LADY CLARINDA. Yes, a novel. And I shall get a little finery by it: trinkets and fal-lals, which I cannot get from papa. You must know I have been reading several fashionable novels, the fashionable this, and the fashionable that; and I thought to myself, why I can do better than any of these myself. So I wrote a chapter or two, and sent them as a specimen to Mr. Puffall, the book-seller, telling him they were to be a part of the fashionable something or other, and he offered me, I will not say how much, to finish it in three volumes, and let him pay all the newspapers for recommending it as the work of a lady of quality, who had made very free with the characters of her acquaintance.

CAPTAIN FITZCHROME. Surely you have not done so?

LADY CLARINDA. Oh, no! I leave that to Mr. Eavesdrop. But Mr. Puffall made it a condition that I should let him say so.

CAPTAIN FITZCHROME. A strange recommendation.

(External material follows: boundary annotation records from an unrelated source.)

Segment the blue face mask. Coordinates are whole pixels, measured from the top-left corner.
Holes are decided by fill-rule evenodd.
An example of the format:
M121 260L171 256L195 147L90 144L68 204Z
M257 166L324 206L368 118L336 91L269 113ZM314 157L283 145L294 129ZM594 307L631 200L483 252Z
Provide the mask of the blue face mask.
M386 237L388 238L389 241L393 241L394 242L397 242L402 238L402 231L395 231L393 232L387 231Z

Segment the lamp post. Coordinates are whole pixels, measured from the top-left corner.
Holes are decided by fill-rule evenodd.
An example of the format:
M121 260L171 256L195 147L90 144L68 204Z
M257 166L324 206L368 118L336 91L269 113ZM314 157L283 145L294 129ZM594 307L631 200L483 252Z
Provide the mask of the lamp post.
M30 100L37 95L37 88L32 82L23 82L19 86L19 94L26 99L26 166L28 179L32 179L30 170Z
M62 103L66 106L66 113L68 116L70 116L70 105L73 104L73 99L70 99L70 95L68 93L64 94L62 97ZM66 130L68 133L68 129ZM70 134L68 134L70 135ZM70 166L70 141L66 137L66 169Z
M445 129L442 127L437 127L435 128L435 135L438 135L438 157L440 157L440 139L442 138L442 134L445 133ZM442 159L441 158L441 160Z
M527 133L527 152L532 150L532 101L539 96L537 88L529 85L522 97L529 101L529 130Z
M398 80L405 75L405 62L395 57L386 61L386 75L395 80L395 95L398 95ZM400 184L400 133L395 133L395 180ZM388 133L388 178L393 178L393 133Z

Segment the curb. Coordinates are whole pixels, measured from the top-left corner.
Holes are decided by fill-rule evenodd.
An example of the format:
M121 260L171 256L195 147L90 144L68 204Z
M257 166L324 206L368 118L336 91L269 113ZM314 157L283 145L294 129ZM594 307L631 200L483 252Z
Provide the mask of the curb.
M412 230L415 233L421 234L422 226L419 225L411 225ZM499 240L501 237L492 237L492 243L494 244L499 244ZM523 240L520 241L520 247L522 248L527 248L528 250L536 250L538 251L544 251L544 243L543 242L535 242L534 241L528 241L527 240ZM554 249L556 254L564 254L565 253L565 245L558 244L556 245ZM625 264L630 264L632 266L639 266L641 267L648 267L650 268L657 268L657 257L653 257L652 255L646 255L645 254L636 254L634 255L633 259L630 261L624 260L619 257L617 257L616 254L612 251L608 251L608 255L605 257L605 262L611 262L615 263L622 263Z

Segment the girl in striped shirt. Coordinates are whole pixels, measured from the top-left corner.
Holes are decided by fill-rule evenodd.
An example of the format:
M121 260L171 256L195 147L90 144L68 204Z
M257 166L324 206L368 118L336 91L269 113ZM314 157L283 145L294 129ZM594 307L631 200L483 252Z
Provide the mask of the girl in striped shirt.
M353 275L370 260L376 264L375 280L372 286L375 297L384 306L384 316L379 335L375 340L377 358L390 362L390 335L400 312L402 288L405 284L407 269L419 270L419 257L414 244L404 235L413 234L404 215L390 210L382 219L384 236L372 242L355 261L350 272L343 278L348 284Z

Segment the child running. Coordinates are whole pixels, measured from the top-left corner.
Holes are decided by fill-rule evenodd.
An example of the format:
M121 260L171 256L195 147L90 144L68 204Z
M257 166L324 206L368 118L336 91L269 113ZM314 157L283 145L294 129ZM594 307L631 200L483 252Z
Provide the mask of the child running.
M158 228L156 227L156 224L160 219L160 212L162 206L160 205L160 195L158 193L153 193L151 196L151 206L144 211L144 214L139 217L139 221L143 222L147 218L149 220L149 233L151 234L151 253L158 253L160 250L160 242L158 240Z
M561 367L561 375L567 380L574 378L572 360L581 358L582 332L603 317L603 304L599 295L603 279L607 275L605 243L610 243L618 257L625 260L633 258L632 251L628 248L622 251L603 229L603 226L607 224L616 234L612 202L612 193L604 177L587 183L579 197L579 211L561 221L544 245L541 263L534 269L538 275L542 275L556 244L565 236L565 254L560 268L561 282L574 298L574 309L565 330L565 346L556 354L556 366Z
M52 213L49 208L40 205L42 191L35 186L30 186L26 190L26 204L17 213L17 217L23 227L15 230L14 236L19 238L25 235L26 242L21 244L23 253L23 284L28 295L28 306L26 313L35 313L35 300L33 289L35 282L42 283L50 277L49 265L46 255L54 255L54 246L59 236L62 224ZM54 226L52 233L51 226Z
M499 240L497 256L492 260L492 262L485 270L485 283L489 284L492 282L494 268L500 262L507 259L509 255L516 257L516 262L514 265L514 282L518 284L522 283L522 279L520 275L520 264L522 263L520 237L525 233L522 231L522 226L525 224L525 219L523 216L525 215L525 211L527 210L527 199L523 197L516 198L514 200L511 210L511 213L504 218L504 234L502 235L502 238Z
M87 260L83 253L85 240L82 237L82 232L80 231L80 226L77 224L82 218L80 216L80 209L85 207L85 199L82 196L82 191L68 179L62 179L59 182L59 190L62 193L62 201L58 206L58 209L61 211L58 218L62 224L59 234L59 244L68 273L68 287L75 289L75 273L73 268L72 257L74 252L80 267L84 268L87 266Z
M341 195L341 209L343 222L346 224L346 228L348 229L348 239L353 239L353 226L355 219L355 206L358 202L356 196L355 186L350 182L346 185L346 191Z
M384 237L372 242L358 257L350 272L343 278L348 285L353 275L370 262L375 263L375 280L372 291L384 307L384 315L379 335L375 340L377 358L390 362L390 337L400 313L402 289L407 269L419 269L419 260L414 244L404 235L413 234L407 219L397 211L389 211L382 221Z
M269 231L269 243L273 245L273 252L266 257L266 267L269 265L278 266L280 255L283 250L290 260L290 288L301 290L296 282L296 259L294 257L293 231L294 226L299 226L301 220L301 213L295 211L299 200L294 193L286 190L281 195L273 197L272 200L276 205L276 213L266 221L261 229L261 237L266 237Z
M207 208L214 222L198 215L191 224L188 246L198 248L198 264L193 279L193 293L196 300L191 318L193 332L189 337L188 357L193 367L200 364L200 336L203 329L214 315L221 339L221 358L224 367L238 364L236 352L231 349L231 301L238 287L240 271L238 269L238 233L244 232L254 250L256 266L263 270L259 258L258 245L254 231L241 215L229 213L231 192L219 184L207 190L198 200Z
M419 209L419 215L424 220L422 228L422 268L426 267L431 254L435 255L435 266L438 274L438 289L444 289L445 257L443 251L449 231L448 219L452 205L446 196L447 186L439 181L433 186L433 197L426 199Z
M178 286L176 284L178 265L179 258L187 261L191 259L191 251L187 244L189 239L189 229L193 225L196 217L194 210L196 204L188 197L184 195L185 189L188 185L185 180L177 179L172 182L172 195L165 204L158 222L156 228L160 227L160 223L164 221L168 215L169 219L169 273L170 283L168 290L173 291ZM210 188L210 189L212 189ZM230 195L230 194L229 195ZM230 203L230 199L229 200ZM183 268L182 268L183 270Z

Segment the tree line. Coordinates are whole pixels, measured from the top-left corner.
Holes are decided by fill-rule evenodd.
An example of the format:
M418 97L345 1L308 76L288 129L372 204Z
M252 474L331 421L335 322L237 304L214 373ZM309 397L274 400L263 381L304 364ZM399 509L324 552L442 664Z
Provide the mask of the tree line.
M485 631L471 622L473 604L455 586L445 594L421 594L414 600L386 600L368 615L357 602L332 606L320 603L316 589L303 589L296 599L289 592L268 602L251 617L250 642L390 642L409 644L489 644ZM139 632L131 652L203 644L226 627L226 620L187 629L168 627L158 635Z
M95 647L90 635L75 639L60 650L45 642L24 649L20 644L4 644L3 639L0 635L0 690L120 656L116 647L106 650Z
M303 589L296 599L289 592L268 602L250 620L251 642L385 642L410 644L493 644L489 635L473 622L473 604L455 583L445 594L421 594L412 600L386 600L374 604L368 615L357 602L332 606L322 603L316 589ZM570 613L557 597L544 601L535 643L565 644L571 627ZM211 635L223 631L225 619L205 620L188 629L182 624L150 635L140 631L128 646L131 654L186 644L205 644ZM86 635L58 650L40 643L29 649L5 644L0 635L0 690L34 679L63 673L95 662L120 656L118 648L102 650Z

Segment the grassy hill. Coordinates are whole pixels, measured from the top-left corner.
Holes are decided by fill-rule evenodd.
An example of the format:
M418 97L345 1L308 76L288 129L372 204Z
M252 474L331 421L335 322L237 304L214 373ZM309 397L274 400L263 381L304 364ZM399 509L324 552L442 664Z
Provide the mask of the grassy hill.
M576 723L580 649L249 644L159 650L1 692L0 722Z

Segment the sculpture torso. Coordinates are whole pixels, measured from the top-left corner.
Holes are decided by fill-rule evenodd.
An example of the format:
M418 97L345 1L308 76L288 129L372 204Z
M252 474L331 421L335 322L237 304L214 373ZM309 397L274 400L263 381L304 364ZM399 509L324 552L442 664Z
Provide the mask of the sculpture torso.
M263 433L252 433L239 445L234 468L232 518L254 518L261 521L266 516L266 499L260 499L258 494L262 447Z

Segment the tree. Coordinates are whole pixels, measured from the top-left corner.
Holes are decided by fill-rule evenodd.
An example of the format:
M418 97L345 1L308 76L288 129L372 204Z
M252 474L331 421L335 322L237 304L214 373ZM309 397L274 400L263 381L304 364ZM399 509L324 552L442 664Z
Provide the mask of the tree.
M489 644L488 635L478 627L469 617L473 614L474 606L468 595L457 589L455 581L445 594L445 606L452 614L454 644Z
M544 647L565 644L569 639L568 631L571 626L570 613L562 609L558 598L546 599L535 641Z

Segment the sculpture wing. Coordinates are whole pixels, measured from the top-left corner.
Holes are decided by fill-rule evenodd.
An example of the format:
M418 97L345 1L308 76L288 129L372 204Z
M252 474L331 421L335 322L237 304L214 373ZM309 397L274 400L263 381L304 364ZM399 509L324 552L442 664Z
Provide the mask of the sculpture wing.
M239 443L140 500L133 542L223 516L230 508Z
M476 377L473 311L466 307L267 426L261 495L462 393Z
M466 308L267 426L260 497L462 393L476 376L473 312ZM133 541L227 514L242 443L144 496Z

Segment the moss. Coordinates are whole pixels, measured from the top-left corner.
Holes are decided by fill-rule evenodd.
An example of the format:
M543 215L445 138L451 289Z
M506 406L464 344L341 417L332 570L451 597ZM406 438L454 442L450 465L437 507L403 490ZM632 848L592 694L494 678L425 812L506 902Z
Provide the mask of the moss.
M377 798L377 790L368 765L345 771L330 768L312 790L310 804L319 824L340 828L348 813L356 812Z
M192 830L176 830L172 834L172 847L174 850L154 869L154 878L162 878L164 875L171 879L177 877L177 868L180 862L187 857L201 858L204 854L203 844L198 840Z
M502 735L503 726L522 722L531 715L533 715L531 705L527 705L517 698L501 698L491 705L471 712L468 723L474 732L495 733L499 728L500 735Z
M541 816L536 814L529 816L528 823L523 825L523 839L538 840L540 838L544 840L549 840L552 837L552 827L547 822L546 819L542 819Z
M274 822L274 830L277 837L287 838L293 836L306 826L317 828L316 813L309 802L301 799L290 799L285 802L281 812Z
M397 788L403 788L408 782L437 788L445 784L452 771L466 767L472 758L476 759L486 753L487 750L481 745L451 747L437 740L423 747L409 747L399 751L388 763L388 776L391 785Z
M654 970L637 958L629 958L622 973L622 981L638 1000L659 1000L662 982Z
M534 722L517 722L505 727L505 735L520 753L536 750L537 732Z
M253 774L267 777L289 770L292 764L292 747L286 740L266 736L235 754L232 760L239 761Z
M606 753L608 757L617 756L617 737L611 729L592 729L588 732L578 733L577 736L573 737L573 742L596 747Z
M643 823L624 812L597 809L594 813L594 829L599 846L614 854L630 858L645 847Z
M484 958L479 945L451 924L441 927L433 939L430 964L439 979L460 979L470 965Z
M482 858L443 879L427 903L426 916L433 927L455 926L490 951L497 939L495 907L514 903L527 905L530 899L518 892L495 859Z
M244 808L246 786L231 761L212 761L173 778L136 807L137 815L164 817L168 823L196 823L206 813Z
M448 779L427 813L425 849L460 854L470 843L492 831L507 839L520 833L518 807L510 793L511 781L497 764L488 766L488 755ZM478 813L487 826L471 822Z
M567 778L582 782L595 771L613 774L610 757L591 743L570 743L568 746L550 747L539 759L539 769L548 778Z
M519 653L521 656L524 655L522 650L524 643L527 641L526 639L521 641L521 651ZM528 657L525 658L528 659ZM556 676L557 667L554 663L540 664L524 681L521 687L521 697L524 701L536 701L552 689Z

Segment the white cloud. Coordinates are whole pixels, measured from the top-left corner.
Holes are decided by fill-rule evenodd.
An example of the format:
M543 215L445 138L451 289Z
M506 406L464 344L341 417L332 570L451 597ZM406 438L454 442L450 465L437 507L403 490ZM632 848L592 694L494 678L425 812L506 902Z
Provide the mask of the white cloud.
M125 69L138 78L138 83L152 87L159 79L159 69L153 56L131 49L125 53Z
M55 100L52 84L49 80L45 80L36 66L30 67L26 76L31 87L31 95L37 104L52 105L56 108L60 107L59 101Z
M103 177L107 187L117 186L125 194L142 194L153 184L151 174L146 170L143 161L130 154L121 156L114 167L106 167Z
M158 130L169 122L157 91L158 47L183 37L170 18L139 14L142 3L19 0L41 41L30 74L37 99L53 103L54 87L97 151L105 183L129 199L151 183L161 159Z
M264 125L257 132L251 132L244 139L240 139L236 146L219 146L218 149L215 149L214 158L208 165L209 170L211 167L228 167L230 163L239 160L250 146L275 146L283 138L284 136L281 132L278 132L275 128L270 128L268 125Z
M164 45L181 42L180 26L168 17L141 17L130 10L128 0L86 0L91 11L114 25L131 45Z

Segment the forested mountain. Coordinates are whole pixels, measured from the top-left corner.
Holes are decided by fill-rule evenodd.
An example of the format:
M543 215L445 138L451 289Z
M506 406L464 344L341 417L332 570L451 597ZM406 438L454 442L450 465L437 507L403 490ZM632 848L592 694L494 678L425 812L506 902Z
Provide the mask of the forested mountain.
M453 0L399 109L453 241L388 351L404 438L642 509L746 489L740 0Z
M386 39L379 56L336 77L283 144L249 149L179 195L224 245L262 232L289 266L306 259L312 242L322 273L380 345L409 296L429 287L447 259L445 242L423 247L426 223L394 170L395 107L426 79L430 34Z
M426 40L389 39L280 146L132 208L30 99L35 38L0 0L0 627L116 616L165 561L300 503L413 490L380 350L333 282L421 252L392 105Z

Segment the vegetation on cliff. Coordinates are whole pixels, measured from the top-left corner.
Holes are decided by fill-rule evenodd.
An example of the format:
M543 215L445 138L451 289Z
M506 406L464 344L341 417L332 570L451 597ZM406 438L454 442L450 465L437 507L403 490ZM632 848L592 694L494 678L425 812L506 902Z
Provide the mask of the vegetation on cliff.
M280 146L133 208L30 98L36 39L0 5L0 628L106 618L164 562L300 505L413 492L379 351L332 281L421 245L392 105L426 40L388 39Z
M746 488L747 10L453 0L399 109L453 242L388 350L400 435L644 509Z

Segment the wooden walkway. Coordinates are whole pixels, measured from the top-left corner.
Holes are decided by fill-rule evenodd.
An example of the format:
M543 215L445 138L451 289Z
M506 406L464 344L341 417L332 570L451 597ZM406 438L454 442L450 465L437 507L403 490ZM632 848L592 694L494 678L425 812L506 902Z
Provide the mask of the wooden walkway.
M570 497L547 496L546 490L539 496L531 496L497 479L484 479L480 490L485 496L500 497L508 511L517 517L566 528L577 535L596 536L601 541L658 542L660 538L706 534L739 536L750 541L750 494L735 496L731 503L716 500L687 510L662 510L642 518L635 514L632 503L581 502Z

LADY CLARINDA. Oh, nothing else will do. And it seems you may give yourself any character you like, and the newspapers will print it as if it came from themselves. I have commended you to three of our friends here as an economist, a transcendentalist, and a classical scholar; and if you wish to be renowned through the world for these, or any other accomplishments, the newspapers will confirm you in their possession for half-a-guinea a piece.

CAPTAIN FITZCHROME. Truly, the praise of such gentry must be a feather in any one's cap.

LADY CLARINDA. So you will see, some morning, that my novel is "the most popular production of the day." This is Mr. Puffall's favourite phrase. He makes the newspapers say it of everything he publishes. But "the day," you know, is a very convenient phrase; it allows of three hundred and sixty-five "most popular productions" in a year. And in leap-year one more.



CHAPTER VI: THEORIES



But when they came to shape the model, Not one could fit the other's noddle.--BUTLER.

Meanwhile, the last course, and the dessert, passed by. When the ladies had withdrawn, young Crotchet addressed the company.

MR. CROTCHET, JUN. There is one point in which philosophers of all classes seem to be agreed: that they only want money to regenerate the world.

MR. MAC QUEDY. No doubt of it. Nothing is so easy as to lay down the outlines of perfect society. There wants nothing but money to set it going. I will explain myself clearly and fully by reading a paper. (Producing a large scroll.) "In the infancy of society--"

REV. DR. FOLLIOTT. Pray, Mr. Mac Quedy, how is it that all gentlemen of your nation begin everything they write with the "infancy of society?"

MR. MAC QUEDY. Eh, sir, it is the simplest way to begin at the beginning. "In the infancy of society, when government was invented to save a percentage; say two and a half per cent.--"

REV. DR. FOLLIOTT. I will not say any such thing.

MR. MAC QUEDY. Well, say any percentage you please.

REV. DR. FOLLIOTT. I will not say any percentage at all.

MR. MAC QUEDY. "On the principle of the division of labour--"

REV. DR. FOLLIOTT. Government was invented to spend a percentage.

MR. MAC QUEDY. To save a percentage.

REV. DR. FOLLIOTT. No, sir, to spend a percentage; and a good deal more than two and a half percent. Two hundred and fifty per cent.: that is intelligible.